Così, la Suprema Corte esclude che la l. n. 296/1958 istitutiva del Ministero della Salute fosse idonea allo scopo, in quanto si limitava a prevedere norme di carattere organizzativo dei servizi pubblici e non di controllo sulle trasfusioni.

Solo la l. n. 592/1967 a prevedere specifiche attribuzioni al Ministero di raccolta, conservazione e distribuzione del sangue umano.

Pertanto, secondo la Cassazione, solo a partire dalla pubblicazione della l. n. 592/1967 sono individuabili specifici obblighi di cautela la cui violazione è fonte di responsabilità extracontrattuale per omissione colposa da parte del Ministero della Salute.
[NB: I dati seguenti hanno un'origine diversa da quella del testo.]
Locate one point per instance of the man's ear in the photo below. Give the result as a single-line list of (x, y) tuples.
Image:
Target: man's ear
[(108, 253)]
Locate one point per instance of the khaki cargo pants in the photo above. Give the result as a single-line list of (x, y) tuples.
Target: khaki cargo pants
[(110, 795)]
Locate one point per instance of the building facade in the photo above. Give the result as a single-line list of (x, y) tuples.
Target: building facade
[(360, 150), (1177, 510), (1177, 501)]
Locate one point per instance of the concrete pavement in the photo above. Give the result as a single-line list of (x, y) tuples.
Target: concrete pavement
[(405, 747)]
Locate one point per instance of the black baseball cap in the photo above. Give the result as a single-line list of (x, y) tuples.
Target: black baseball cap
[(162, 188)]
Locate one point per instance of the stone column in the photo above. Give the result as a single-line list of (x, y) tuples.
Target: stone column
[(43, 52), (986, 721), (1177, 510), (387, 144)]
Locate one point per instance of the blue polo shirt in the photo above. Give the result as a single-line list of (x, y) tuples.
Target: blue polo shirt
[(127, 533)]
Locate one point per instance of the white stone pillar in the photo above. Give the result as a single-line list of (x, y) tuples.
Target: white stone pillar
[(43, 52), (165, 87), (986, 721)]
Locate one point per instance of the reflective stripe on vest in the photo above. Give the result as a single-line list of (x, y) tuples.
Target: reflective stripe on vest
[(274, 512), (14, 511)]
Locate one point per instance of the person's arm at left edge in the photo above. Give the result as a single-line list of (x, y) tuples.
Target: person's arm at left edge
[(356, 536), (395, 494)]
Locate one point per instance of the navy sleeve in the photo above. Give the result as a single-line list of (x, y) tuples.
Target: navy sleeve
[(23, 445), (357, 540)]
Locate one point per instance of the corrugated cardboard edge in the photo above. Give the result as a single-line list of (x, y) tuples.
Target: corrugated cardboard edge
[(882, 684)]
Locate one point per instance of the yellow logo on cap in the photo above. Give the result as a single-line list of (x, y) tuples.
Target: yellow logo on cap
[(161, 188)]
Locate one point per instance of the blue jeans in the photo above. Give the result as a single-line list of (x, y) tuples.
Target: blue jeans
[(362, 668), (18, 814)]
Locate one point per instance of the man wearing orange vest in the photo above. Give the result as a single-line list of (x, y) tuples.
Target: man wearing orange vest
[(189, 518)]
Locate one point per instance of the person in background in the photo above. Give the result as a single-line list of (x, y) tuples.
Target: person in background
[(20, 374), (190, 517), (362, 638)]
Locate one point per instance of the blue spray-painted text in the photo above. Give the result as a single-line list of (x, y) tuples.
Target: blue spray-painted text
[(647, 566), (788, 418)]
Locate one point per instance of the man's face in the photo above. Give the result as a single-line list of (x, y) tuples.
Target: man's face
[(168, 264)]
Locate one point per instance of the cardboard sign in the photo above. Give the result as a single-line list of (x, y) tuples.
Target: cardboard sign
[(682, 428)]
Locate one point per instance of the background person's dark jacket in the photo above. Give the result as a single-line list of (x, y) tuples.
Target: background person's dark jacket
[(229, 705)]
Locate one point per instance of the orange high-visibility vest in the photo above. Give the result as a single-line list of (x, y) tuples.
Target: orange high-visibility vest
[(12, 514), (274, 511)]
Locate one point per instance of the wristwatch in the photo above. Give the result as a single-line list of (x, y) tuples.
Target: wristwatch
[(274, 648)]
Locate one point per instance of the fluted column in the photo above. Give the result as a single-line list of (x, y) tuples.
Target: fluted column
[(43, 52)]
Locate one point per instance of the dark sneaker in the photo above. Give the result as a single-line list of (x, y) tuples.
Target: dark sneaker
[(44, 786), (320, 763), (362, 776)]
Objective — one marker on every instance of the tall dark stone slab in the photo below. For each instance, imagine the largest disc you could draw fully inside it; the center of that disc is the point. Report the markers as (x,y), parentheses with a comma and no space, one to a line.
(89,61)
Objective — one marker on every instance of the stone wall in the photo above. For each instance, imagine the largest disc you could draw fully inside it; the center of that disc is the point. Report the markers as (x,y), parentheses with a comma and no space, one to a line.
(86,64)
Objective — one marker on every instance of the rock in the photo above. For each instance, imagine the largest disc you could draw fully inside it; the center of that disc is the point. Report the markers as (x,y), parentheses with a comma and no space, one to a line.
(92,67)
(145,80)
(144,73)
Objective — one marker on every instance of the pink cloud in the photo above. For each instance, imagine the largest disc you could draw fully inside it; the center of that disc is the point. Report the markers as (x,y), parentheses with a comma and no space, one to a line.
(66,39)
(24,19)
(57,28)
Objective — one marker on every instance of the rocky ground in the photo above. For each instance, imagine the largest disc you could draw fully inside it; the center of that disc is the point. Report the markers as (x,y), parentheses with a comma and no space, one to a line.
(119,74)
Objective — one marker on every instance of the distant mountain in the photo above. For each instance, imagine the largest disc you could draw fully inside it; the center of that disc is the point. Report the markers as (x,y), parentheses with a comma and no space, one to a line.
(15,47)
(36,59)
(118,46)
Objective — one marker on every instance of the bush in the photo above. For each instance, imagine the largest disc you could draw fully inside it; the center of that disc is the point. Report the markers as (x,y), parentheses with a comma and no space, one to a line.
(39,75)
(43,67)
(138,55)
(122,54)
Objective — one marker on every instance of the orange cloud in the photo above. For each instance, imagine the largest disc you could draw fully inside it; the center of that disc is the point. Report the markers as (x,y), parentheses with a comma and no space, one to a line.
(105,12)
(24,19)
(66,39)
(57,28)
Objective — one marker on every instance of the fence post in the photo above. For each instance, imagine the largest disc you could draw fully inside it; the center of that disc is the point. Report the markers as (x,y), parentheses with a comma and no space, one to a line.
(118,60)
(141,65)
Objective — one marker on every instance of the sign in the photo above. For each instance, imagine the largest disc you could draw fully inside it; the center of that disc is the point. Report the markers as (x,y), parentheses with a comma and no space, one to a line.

Aggiunge, singolarmente, la Suprema Corte che occorre considerare il lasso di tempo ragionevolmente richiesto per organizzarsi, per cui è possibile affermare la responsabilità del Ministero solo dal 1° gennaio 1968.

Conclude la Suprema Corte per il rigetto del motivo di cassazione, in quanto la ricorrente non aveva dimostrato che all'epoca dei fatti vi fosse la possibilità di testare e prevenire le infezioni.

Solo due brevi osservazioni:

  1. colpisce la giurisprudenza “creativa” della posticipazione dell'obbligo di vigilanza all'1.1.1968. La l. n. 592/1967, infatti, è del 14.7.1967 (pubblica in G.U. il 31 luglio), per cui non si vede la ragione per rinviarne gli effetti, in spregio alle regole positive di entrata in vigore di una legge, nonché del fatto che alla fine degli anni '60 è pacifico fosse noto il rischio di contagio, per cui l'obbligo di vigilanza doveva almeno essere coevo all'entrata in vigore della legge.
  2. la l. n. 296/1958, per quanto istitutiva ed organizzativa del Ministero della Salute, delinea i poteri e doveri di controllo per la salute pubblica.

Per quanto genericamente già l'art. di detta legge stabiliva che «è istituito il Ministero della sanità con il compito di provvedere alla tutela della salute pubblica.

Per il conseguimento della finalità predetta spettano al Ministero della sanità le seguenti attribuzioni:

1) provvedere ai servizi sanitari attribuiti dalle leggi alle Amministrazioni civili dello Stato, ferme restando le attribuzioni delle Amministrazioni con ordinamento autonomo e quelle esercitate dal Ministero del lavoro e della previdenza sociale a mezzo dell'Ispettorato del lavoro;

2) sovraintendere ai servizi sanitari svolti dalle Amministrazioni autonome dello Stato e dagli Enti pubblici, provvedendo anche al coordinamento, eventualmente necessario, per adeguare l'organizzazione e l'efficienza dei servizi stessi alle esigenze della salute pubblica;

3) emanare, per la tutela della salute pubblica, istruzioni obbligatorie per tutte le Amministrazioni pubbliche che provvedono a servizi sanitari;

4) provvedere alla vigilanza tecnica sulle organizzazioni, enti e istituti che svolgano attività sanitaria e non rientrino tra quelli previsti dalle disposizioni precedenti.

Qualora la legge non disponga diversamente, i provvedimenti in materia di sanità rientrano nella competenza del Ministero della sanità».

Evidentemente non ci sono previsioni specifiche in materia di emotrasfusione, tuttavia, l'affermazione tranciante di assenza di un obbligo normativo di vigilanza e controllo lascia perplessi anche per casi più risalenti nel tempo, ossia al 1963.

Sarebbe stato più opportuno lasciare la verifica caso per caso se era già nota la problematica e le cautele che dovevano essere poste in essere.

In presenza di un'attività pericolosa di emotrasfusione (in generale sul profilo eziologico, Cass. n. 29766/2020, n. 5961/2016 e n. 582/2008) si potrebbe indagare e richiedere un grado di diligenza particolarmente rafforzato nella tutela della salute pubblica.

D'altra parte la ricorrente, riporta la sentenza annotata, parlava di conoscenze e di divieti a donare sangue a chi avesse valori alterati della funzionalità epatica della metà degli anni '60, dunque posteriori al 1963.

Pertanto, l'individuazione della data del 1.1.1968 risulta ancora più dubbia e si auspica possa essere rivista.